Os pequenos Estados insulares e as ilhas de baixa altitude são particularmente vulneráveis por falta de recursos, afirma Hélène Jacot des Combes, baseada em Fiji, especialista em gestão de riscos para desastres na Universidade do Pacífico Sul, e uma das principais autoras do relatório.
“Qualquer que seja a solução encontrada, deve ser feita em cooperação com a comunidade global”, reivindica. Quanto à proteção costeira, o relatório salienta a importância de preservar as barreiras naturais contra as marés, como os mangues e zonas úmidas.
Mas a capacidade de adaptação tem limites, se as emissões continuarem aumentando, adverte o também coautor do relatório Matthias Garschagen, professor de geografia e especialista em pesquisa de risco na Universidade Ludwig Maximilian, em Munique.
Com cada metro de elevação do nível do mar, os custos para a proteção das costas aumentam, e o espaço nas pequenas ilhas diminui, afirma Garschagen. “Os modelos mostram que as populações só têm uma chance de adaptação bem-sucedida nos cenários de baixas emissões.”
As principais vítimas
Os cientistas do IPCC sublinham que os países menos responsáveis pela mudança climática são os mais afetados pelas alterações no oceano e na criosfera.
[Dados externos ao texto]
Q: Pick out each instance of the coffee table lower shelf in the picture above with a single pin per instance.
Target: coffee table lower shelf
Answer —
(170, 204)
O degelo nas montanhas e no Ártico tem tido um impacto negativo na saúde humana, nos meios de subsistência e mesmo no acesso a comida e bebida, aponta o relatório. Prevê-se que o risco de catástrofes para os povoados nas montanhas e no Ártico aumente à medida que habitantes e edifícios forem ficando mais expostos a riscos como inundações e avalanches.
A perda de populações de peixes, devido à acidificação dos oceanos, poderá ameaçar a dieta de centenas de milhares de seres humanos, muitos das quais já lutam para se alimentarem. De acordo com a Organização das Nações Unidas para a Alimentação e Agricultura (FAO), os peixes representam 17% da proteína animal consumida. Além disso, algumas comunidades indígenas nas montanhas verão secar suas fontes de água.
“Há bem pouco de positivo para se ver”, afirma John Tanzer, especialista em oceanos da organização ambiental WWF. “Eu não sei se nos países ricos ‘caiu a ficha’ quanto às possíveis consequências humanitárias, que provavelmente vão se acelerar.”
Se agirem agora, contudo, as autoridades poderão limitar os danos. A proteção costeira pode reduzir o risco de inundações em dezenas a centenas de vezes neste século, indica o relatório – se os governos investirem até centenas de bilhões de dólares. Os autores acrescentam que mudanças econômicas e institucionais “profundas” permitirão o desenvolvimento sustentável, em face das mudanças nos oceanos e nas regiões geladas. “Realizar esse potencial depende de mudanças transformadoras”, concluem.